Собрав все силы, Сунагат по-рачьи подвинулся назад. Ещё немного. Ещё… Ещё…

Издалека по-прежнему доносились крики, звуки выстрелов, но уже приглушённые большим расстоянием,

Сунагат отдышался. Стараясь не тревожить левую руку, — боль отдавалась по всей левой стороне тела, — он упёрся правой в землю и медленно, приложив отчаянные усилия, поднялся на ноги. Неподалёку чернел лесок, из которого бросилась в атаку их рота. Сделал в сторону леска несколько шагов, но в глазах тут же потемнело, колени подогнулись. Сумел не упасть — сел на землю.
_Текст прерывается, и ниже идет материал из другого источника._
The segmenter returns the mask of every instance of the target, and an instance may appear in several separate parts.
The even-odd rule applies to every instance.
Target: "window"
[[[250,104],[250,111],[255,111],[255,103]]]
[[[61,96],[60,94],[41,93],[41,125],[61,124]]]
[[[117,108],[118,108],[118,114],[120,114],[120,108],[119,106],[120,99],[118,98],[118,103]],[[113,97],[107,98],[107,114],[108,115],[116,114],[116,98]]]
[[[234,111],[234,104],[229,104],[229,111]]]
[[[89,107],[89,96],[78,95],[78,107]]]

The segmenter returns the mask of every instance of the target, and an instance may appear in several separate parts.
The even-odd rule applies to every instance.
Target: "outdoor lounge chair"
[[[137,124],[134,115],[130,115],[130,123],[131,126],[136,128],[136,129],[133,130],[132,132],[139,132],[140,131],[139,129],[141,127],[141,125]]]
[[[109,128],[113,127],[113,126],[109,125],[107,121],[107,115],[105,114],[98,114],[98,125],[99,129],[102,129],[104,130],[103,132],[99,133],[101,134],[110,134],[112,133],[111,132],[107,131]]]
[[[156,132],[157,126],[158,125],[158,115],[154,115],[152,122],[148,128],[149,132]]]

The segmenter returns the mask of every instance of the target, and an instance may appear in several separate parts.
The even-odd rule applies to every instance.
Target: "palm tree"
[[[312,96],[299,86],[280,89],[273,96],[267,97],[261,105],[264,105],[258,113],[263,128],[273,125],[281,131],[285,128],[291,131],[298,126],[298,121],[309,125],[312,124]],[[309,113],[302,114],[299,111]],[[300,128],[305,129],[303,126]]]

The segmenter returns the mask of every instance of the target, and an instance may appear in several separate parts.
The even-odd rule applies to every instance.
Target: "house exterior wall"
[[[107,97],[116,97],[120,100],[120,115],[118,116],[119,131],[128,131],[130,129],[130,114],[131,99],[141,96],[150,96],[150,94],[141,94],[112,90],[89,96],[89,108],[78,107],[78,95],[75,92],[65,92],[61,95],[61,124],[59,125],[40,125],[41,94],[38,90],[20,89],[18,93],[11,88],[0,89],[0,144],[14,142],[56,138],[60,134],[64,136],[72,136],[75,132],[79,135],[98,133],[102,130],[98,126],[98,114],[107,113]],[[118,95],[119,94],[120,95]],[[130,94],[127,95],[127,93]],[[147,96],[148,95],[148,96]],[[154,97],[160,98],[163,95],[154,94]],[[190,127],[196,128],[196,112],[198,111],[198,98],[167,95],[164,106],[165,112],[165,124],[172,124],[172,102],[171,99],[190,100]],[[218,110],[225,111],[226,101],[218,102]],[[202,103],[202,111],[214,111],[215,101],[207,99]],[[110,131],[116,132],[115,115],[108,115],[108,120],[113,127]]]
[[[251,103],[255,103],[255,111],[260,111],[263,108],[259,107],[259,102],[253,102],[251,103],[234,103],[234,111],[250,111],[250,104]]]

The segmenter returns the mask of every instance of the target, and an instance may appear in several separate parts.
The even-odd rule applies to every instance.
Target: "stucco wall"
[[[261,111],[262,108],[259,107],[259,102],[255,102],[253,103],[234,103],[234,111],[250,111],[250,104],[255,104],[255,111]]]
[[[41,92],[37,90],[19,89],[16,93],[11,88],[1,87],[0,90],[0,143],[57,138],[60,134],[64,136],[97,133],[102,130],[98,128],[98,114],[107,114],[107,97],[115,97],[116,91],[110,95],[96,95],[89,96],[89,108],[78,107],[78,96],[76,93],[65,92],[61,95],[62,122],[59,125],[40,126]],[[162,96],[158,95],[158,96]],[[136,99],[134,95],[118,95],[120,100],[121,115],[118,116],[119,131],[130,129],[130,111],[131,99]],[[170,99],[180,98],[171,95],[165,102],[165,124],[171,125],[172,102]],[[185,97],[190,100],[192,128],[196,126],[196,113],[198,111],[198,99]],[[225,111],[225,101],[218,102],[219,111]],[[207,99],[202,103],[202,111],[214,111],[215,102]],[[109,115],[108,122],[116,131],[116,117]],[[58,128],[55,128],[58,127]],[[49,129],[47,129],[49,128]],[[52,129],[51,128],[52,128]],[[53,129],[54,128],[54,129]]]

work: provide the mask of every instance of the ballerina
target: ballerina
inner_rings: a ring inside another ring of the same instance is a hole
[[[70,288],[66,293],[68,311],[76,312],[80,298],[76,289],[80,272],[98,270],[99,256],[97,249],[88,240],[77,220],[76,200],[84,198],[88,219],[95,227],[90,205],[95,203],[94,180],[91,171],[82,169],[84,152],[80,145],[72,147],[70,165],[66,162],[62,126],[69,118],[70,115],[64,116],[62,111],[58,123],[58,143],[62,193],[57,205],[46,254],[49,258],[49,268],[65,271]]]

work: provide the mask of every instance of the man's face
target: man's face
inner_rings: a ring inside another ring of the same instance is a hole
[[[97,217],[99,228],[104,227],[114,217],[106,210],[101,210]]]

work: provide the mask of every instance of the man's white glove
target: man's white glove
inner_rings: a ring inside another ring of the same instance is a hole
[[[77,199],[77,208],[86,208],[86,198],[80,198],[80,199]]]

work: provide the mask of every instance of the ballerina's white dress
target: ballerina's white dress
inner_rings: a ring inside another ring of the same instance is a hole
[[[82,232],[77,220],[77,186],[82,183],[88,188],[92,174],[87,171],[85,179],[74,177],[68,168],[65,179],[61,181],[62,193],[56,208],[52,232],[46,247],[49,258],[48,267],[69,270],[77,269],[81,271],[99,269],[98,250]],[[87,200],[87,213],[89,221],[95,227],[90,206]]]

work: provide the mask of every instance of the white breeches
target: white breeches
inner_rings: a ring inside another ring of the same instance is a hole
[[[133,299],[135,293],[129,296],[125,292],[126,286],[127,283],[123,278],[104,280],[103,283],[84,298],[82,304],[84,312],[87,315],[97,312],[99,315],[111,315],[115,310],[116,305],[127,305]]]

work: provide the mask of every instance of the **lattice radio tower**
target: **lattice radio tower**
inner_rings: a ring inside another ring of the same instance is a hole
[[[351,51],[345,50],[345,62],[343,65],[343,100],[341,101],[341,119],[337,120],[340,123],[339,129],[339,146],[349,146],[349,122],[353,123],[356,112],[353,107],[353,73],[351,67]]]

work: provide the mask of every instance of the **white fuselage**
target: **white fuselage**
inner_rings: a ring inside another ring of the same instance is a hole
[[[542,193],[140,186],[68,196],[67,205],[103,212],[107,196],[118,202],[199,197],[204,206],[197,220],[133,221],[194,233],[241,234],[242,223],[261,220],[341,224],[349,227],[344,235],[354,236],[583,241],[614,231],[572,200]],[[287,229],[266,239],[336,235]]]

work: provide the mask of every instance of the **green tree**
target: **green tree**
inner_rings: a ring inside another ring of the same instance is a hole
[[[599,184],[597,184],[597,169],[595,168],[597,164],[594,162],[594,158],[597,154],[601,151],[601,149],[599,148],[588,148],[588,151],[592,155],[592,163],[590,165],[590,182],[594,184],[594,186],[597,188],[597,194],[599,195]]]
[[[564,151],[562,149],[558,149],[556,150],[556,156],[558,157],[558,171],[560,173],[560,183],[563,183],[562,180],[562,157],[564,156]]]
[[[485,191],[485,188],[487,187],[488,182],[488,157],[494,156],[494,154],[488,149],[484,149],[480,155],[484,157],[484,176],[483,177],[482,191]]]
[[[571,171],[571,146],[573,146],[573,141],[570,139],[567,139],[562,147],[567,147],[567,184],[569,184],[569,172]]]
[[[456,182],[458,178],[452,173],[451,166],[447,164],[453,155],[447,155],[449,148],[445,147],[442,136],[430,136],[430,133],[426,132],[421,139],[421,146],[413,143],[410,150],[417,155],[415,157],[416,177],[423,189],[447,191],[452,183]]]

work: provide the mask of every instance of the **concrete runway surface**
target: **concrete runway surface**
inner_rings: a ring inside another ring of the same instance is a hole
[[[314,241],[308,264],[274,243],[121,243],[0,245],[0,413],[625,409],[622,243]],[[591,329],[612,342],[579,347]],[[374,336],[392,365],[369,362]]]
Снова собравшись с силами, расстегнул шинель — решил определить, куда ранен. Осторожно сунул руку за пазуху, там захлюпала кровь. Невзначай коснулся раны, и из неё опять потекла тёплая струйка. Боль усилилась, при каждом ударе сердца она отдавалась по всему телу.
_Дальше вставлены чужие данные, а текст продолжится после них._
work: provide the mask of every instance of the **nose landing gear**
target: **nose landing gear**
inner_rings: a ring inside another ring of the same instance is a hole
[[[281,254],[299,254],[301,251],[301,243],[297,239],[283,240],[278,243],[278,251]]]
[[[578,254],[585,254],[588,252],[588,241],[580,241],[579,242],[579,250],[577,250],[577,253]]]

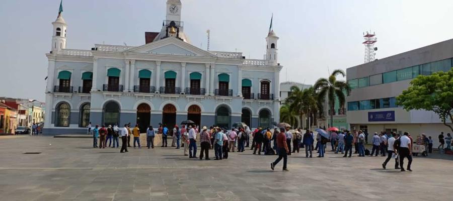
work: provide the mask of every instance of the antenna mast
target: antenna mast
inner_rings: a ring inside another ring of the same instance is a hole
[[[378,48],[374,47],[374,44],[378,42],[378,38],[375,37],[376,34],[371,31],[363,33],[363,38],[365,42],[362,44],[365,45],[365,63],[370,62],[374,60],[374,56],[376,56],[376,51]]]
[[[209,41],[211,40],[211,31],[209,29],[206,30],[206,33],[208,34],[208,45],[207,50],[209,51]]]

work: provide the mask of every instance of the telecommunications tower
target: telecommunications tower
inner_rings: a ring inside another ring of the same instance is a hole
[[[366,33],[366,34],[365,34]],[[376,56],[376,51],[378,48],[374,47],[374,44],[378,42],[378,38],[376,34],[371,31],[363,33],[363,38],[365,42],[362,43],[365,45],[365,63],[368,63],[374,60],[374,56]]]

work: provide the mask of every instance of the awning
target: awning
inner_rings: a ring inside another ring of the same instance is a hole
[[[201,73],[198,72],[190,73],[190,79],[201,79]]]
[[[107,76],[109,77],[119,77],[121,70],[116,68],[110,68],[107,70]]]
[[[176,79],[176,72],[173,70],[165,72],[165,79]]]
[[[138,71],[138,78],[150,78],[151,71],[143,69]]]
[[[58,73],[58,79],[70,79],[71,72],[67,70],[63,70]]]
[[[226,73],[221,73],[218,74],[218,81],[230,81],[230,75]]]
[[[242,79],[242,86],[252,86],[252,80],[249,79]]]
[[[85,72],[82,73],[82,79],[93,79],[93,73],[91,72]]]

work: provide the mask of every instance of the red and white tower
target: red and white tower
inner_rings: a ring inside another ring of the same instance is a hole
[[[365,63],[368,63],[374,60],[374,56],[376,56],[376,51],[378,51],[378,48],[374,47],[374,44],[378,42],[378,38],[376,37],[376,34],[373,32],[371,33],[366,32],[363,33],[363,38],[365,42],[362,43],[365,45]]]

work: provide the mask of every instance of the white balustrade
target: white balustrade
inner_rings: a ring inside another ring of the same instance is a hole
[[[264,60],[246,59],[244,60],[244,65],[249,66],[264,66],[266,65],[266,63]]]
Вынув из-за пазухи окровавленную руку, Сунагат некоторое время словно бы в удивлении смотрел на неё, потом провёл растопыренными пальцами по шинели. На сером сукне остались красные полосы.
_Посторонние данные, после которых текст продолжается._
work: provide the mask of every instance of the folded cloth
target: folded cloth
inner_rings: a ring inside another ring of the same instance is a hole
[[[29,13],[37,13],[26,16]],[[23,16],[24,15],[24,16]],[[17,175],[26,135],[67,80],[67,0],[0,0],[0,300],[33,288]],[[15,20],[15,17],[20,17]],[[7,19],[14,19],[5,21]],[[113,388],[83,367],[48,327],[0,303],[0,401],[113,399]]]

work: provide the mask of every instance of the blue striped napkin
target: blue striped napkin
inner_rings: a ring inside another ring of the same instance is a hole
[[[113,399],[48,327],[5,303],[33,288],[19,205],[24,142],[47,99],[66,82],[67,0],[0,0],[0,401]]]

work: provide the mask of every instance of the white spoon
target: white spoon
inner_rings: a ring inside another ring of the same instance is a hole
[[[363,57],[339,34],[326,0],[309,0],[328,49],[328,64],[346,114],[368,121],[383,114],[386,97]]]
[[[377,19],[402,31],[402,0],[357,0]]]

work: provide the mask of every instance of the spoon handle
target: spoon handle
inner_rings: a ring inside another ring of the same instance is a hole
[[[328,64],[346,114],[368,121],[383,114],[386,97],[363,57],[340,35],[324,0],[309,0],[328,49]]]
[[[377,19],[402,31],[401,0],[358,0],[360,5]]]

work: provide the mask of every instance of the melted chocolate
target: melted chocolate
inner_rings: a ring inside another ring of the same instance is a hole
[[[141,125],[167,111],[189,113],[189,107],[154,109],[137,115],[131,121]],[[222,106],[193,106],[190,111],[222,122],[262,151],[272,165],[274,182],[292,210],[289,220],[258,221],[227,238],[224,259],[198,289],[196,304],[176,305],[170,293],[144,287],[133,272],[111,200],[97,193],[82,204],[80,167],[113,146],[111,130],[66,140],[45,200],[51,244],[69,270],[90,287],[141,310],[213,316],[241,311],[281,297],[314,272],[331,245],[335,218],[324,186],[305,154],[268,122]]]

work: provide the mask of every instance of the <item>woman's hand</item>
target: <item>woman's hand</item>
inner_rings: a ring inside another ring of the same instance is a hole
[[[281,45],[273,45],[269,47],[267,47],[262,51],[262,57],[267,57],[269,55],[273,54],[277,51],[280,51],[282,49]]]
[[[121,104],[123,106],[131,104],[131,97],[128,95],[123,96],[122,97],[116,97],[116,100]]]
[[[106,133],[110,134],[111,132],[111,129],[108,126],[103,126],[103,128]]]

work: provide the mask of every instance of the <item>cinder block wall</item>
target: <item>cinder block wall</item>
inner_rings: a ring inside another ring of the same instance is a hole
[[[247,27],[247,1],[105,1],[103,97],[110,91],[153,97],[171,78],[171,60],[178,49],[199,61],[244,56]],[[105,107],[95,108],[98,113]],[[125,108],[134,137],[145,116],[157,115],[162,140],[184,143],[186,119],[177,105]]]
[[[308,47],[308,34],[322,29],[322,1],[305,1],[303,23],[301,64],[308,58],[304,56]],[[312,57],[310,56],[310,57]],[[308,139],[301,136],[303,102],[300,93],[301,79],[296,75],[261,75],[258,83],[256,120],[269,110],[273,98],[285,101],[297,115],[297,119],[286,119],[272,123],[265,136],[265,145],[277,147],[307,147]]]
Надо было как-то прекратить кровотечение. Принялся тихонечко разматывать с ноги обмотку, чтобы обвязать ею грудь. Закусив один конец обмотки, он как раз пытался просунуть её под мышку, когда на поле откатившегося куда-то боя появились два санитара. Они обходили раскиданные, точно бревёшки, тела, выискивая живых. Сунагат не заметил, как они подошли, сидел к ним спиной.

вернуться

112

Майн гот (нем.) — бог мой.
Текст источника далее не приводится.